The checker has a rather simplistic way of tracking the flow through a
function: it builds a tree of all possible traces of execution through a
function.  This brings with it some shortcomings:

  * In order to guarantee that the analysis terminates, the checker will only
    track the first time through any loop, and stop analysing that trace for
    subsequent iterations.  This appears to be good enough for detecting many
    kinds of reference leaks, especially in simple wrapper code, but is clearly
    suboptimal.

  * In order to avoid combinatorial explosion, the checker will stop analyzing
    a function once the trace tree gets sufficiently large.  When it reaches
    this cutoff, a warning is issued::

      input.c: In function 'add_module_objects':
      input.c:31:1: note: this function is too complicated for the reference-count checker to analyze

  * The checker doesn't yet match up similar traces, and so a single bug that
    affects multiple traces in the trace tree can lead to duplicate error
    reports.

Only a subset of the CPython API has been modelled so far.


Ideas for future tests
----------------------

Here's a list of some other C coding bugs I intend for the tool to detect:

  * tp_traverse errors (which can mess up the garbage collector); missing it
    altogether, or omitting fields

  * errors in GIL-handling

    * lock/release mismatches

    * missed opportunities to release the GIL (e.g. compute-intensive
      functions; functions that wait on IO/syscalls)

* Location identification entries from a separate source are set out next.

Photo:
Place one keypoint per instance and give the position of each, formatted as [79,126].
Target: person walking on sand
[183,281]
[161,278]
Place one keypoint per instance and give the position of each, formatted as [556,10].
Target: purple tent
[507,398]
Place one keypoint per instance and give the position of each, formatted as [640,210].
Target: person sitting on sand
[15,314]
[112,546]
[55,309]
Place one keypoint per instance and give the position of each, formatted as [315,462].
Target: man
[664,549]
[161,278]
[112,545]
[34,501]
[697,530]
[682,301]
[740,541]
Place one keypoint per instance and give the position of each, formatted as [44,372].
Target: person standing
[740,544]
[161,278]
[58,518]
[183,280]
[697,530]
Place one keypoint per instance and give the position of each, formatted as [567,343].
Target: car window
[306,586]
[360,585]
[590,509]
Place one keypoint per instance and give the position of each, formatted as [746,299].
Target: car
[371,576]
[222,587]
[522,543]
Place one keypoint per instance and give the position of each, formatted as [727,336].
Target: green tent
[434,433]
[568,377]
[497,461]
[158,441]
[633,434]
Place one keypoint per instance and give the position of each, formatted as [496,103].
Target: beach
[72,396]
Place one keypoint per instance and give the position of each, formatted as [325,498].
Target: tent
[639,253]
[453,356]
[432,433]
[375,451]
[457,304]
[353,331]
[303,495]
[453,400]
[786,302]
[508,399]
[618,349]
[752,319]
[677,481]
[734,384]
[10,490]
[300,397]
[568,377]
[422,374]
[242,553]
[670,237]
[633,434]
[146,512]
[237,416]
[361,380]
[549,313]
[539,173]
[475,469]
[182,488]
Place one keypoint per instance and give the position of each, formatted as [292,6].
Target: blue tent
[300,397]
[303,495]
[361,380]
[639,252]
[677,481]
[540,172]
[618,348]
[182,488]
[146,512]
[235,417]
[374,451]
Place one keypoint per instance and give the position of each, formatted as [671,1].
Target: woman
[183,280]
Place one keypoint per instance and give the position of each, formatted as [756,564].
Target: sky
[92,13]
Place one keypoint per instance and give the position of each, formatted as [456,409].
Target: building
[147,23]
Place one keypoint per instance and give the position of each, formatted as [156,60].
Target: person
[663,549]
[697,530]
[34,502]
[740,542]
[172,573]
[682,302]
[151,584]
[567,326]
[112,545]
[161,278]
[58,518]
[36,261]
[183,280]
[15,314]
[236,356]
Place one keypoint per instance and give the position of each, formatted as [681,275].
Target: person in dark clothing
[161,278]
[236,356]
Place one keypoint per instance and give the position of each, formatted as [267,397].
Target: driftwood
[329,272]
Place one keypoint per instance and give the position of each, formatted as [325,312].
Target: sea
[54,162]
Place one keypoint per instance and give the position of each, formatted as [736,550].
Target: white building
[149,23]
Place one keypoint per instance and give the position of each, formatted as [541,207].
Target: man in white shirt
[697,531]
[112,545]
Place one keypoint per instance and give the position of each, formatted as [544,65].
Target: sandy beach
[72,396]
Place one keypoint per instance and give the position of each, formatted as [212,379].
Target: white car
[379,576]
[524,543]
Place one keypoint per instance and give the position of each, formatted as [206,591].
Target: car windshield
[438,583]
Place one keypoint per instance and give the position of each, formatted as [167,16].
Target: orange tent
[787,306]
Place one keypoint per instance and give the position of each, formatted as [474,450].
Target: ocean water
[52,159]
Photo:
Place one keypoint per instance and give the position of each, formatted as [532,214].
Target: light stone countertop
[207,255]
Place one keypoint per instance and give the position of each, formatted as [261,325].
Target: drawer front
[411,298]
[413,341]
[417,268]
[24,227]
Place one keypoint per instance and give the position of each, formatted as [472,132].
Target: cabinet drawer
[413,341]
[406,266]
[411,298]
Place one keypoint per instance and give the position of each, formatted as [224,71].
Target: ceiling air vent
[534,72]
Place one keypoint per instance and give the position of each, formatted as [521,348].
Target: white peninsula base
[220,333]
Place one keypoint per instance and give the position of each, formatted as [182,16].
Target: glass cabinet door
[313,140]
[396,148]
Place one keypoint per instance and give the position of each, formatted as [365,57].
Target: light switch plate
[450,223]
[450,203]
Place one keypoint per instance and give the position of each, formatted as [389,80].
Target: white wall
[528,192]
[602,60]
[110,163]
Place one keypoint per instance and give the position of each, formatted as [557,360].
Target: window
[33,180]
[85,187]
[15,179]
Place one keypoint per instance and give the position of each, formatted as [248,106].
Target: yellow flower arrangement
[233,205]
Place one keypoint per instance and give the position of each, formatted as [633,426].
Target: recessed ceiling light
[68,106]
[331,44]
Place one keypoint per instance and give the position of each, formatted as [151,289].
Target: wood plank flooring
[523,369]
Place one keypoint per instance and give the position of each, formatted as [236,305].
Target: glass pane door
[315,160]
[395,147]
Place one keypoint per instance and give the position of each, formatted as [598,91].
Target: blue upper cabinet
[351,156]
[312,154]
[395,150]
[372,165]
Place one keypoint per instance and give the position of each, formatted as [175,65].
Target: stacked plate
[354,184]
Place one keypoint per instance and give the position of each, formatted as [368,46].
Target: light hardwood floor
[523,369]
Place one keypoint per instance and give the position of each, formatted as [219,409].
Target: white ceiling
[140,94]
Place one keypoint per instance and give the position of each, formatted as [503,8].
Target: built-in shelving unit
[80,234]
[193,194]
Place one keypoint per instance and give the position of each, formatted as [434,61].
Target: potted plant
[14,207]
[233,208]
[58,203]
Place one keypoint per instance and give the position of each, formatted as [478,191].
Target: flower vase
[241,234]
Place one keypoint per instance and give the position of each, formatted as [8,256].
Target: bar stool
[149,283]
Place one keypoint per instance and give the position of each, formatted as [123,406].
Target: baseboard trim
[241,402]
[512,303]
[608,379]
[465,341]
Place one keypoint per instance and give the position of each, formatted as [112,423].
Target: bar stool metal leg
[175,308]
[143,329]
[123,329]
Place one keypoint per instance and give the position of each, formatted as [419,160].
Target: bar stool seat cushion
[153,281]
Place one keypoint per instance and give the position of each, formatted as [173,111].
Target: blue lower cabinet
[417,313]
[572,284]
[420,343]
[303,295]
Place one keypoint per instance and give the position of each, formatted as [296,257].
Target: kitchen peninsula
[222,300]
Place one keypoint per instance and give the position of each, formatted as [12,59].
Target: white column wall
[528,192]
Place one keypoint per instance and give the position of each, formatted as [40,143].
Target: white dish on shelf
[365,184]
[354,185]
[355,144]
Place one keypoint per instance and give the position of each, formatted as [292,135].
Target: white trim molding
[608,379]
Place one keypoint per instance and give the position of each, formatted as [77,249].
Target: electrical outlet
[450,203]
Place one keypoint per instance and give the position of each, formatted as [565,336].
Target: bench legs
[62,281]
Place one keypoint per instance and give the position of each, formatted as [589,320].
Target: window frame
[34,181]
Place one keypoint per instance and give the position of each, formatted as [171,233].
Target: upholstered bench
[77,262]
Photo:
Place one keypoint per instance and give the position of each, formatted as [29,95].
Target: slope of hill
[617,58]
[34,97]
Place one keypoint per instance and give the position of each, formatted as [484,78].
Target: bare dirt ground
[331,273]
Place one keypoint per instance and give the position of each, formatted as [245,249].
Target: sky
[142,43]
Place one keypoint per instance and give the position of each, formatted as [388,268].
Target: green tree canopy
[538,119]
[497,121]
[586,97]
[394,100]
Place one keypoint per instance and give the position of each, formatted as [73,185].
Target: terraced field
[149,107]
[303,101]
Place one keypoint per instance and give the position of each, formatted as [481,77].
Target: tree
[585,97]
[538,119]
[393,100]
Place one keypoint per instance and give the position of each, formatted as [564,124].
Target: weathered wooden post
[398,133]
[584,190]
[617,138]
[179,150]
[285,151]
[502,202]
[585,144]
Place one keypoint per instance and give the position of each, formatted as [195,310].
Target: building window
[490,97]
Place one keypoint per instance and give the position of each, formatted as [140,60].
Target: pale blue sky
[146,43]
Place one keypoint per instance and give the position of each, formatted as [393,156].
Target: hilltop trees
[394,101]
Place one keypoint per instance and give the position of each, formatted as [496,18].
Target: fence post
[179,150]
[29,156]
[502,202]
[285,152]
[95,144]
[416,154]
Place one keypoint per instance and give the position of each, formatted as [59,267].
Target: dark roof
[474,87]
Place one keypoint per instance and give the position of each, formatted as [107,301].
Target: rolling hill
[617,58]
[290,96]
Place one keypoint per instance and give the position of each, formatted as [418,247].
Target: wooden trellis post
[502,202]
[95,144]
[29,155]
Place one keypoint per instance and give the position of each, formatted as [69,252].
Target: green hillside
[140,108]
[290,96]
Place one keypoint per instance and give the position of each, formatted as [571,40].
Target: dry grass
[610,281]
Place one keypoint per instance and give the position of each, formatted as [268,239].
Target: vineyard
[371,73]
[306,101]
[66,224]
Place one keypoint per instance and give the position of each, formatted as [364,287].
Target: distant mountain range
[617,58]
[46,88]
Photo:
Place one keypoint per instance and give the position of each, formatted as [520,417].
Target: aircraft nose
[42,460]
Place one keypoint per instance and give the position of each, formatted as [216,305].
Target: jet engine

Ideas for other tests are most welcome (patches even more so!)

We will probably need various fallbacks and suppression modes for turning off
individual tests (perhaps pragmas, perhaps compile-line flags, etc)


Reusing this code for other projects
------------------------------------
It may be possible to reuse the analysis engine from cpychecker for other
kinds of analysis - hopefully the python-specific parts are relatively
self-contained.  Email the `gcc-python-plugin's mailing list
<https://fedorahosted.org/mailman/listinfo/gcc-python-plugin/>`_ if you're
interested in adding verifiers for other kinds of code.